Role and mechanisms of m6A demethylases in digestive system tumors

Abstract

Digestive system tumors are common malignancies in humans, often accompanied by high mortality and poor prognosis. Therefore, intensive research on the pathogenesis of digestive system tumors is imperative. N6-methyladenosine (m6A) is the most common RNA modification in eukaryotes and exerts regulatory effects on RNA expression and metabolism, including splicing, translation, stability, decay, and transport. m6A demethylases belong to the AlkB family of dioxygenases that can catalyze m6A demethylation. Accumulating evidence in recent years has shown that abnormal m6A levels caused by m6A demethylases play crucial roles in different aspects of human cancer development. In this review, we comprehensively summarize the recent findings on the functions and underlying molecular mechanisms of m6A demethylases in cell proliferation, apoptosis, migration, invasion, metastasis, angiogenesis, resistance to chemo- and radiotherapy, and the tumor immune microenvironment (TIME) of digestive system tumors. Furthermore, we discuss the therapeutic potential of targeting these m6A demethylases for treatment.

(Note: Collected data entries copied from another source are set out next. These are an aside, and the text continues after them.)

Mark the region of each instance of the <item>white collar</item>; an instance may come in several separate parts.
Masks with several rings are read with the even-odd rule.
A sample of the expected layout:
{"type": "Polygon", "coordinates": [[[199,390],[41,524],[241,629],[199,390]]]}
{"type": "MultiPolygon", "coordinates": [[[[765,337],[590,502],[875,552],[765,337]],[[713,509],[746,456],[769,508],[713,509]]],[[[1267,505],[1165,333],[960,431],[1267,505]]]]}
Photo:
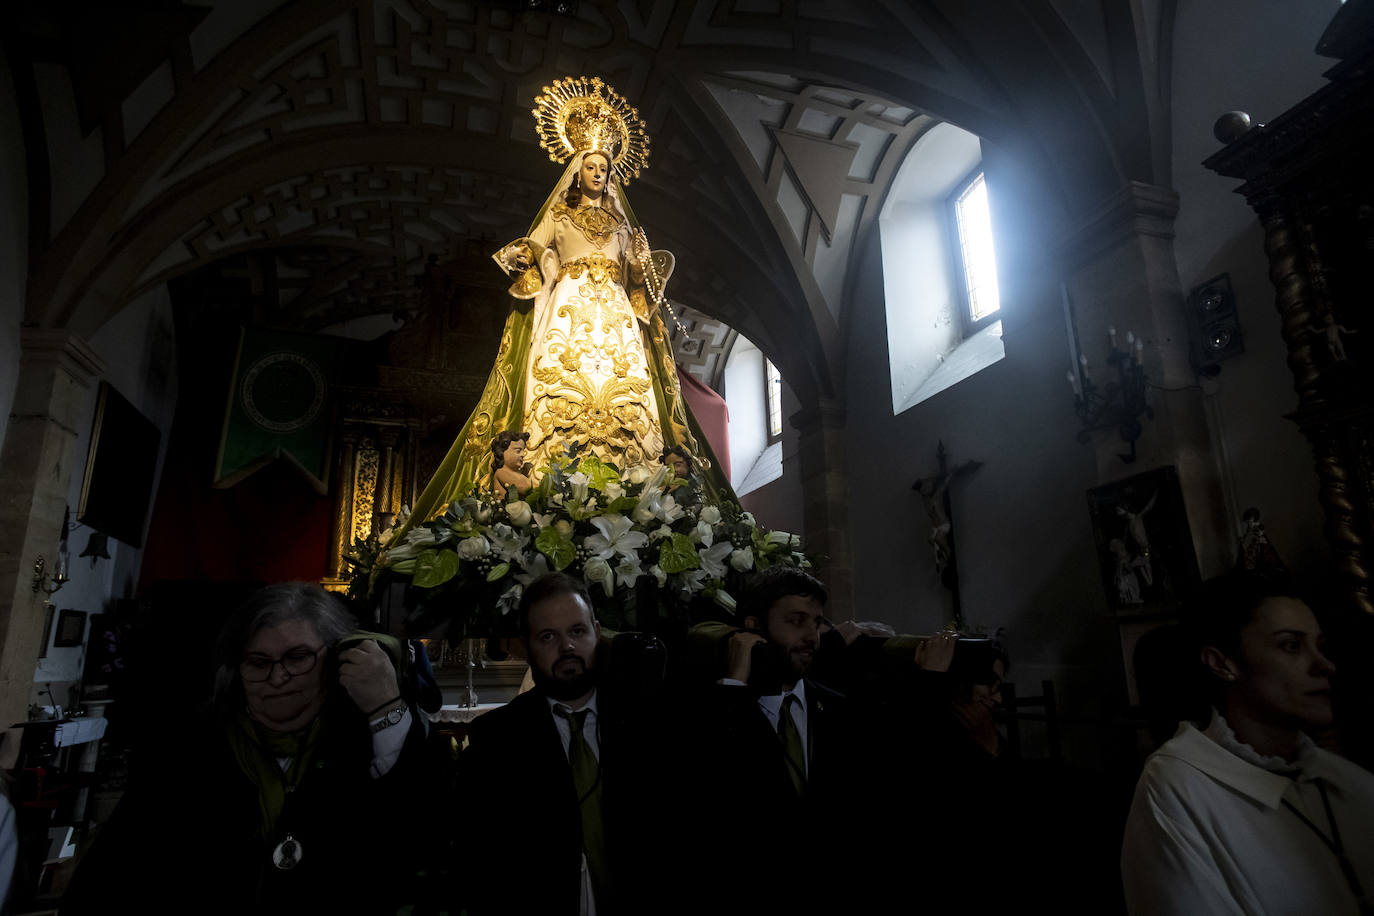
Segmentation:
{"type": "MultiPolygon", "coordinates": [[[[1215,716],[1216,719],[1221,717],[1215,716]]],[[[1222,725],[1230,731],[1229,726],[1222,725]]],[[[1220,728],[1217,733],[1220,734],[1220,728]]],[[[1194,769],[1200,770],[1224,786],[1227,786],[1242,795],[1254,799],[1260,804],[1277,809],[1283,801],[1283,795],[1288,791],[1289,786],[1294,782],[1308,782],[1314,779],[1322,779],[1333,785],[1338,785],[1335,780],[1336,769],[1330,761],[1326,759],[1320,748],[1316,747],[1310,739],[1301,745],[1302,751],[1296,764],[1288,764],[1288,772],[1278,773],[1264,768],[1262,765],[1246,759],[1251,756],[1264,760],[1260,754],[1248,745],[1241,744],[1234,738],[1230,739],[1238,748],[1244,748],[1248,754],[1242,756],[1241,753],[1224,746],[1217,738],[1212,736],[1212,724],[1208,725],[1206,732],[1199,731],[1191,722],[1184,722],[1179,725],[1178,733],[1165,742],[1164,746],[1155,751],[1159,757],[1171,757],[1179,760],[1194,769]]]]}
{"type": "Polygon", "coordinates": [[[797,698],[797,703],[801,707],[803,715],[806,714],[806,678],[801,678],[796,684],[792,685],[791,690],[784,690],[782,693],[773,693],[759,697],[759,702],[764,704],[770,712],[782,709],[783,702],[788,696],[797,698]]]}
{"type": "Polygon", "coordinates": [[[1219,710],[1212,710],[1212,721],[1207,723],[1207,727],[1202,733],[1211,738],[1226,750],[1235,754],[1246,763],[1254,764],[1262,770],[1270,773],[1278,773],[1280,776],[1294,777],[1303,768],[1303,758],[1311,756],[1312,739],[1298,733],[1298,758],[1296,760],[1284,760],[1275,754],[1272,757],[1265,756],[1255,750],[1250,745],[1236,737],[1235,730],[1219,710]]]}
{"type": "Polygon", "coordinates": [[[566,710],[569,715],[576,715],[584,709],[590,710],[592,718],[596,718],[596,716],[599,715],[599,713],[596,710],[595,687],[592,688],[592,695],[587,698],[587,702],[583,703],[577,709],[573,709],[571,706],[569,706],[567,703],[564,703],[562,700],[555,700],[553,697],[550,696],[544,697],[544,702],[549,704],[549,712],[553,712],[554,708],[558,707],[566,710]]]}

Keywords: AlkB homolog 5 (ALKBH5); cancer therapeutics; digestive system tumors; fat mass and obesity associated protein (FTO); m6A.

Figure 1

Mechanism of m6A modification mediated by writers, erasers and readers. Writers including methyltransferase-like 3 (METTL3), methyltransferase-like 14 (METTL14), methyltransferase-like 16 (METTL16), wilms tumor 1-associated protein (WTAP), vir like m6A methyltransferase associated (VIRMA/KIAA1429), RNA binding motif protein 15 (RBM15), RNA binding motif protein 15B (RBM15B), zinc finger CCCH-type containing 13 (ZC3H13), zinc finger CCHC-type containing 4 (ZCCHC4), and cap-specific adenosine methyltransferase (CAPAM) are responsible for m6A methylation to target RNAs. Erasers, such as FTO, ALKBH5, and AlkB homolog 3 (ALKBH3) are responsible for removing the m6A modification. Various readers such as YTH domain containing 1 (YTHDC1), YTH domain containing 2 (YTHDC2), YTH domain family 1 (YTHDF1), YTH domain family 2 (YTHDF2), YTH domain family 3 (YTHDF3), insulin-like growth factor 2 mRNA-binding protein 1 (IGF2BP1), insulin-like growth factor 2 mRNA-binding protein 2 (IGF2BP2), insulin-like growth factor 2 mRNA-binding protein 3 (IGF2BP3), heterogeneous nuclear ribonucleoprotein C (HNRNPC), heterogeneous nuclear ribonucleoprotein G (HNRNPG), heterogeneous nuclear ribonucleoprotein A2/B1 (HNRNPA2B1), and eukaryotic translation initiation factor 3 (eIF3) recognize m6A and modulate mRNA export, splicing, stability, decay, translation, structure switching, and microRNA (miRNA) processing (Figure was created with figdraw.com).

Figure 2

The functions of m6A demethylases in digestive system tumors. m6A demethylases are involved in various processes in the development of digestive system tumors, including cell proliferation, apoptosis, migration, invasion, metastasis, angiogenesis, resistance to chemo- and radiotherapy, and the TIME.

Figure 3

m6A demethylases promote or inhibit the progression of digestive system tumors by coordinating with reader proteins to target related molecules. A. m6A demethylases regulate the molecular mechanism of CRC. B. m6A demethylases regulate the molecular mechanism of HCC, ICC, HBV-HCC, and NAFLD. C. m6A demethylases regulate the molecular mechanism of GC. D. m6A demethylases regulate the molecular mechanism of PC, PDAC, and pNENs. E. m6A demethylases regulate the molecular mechanism of EC and ESCC.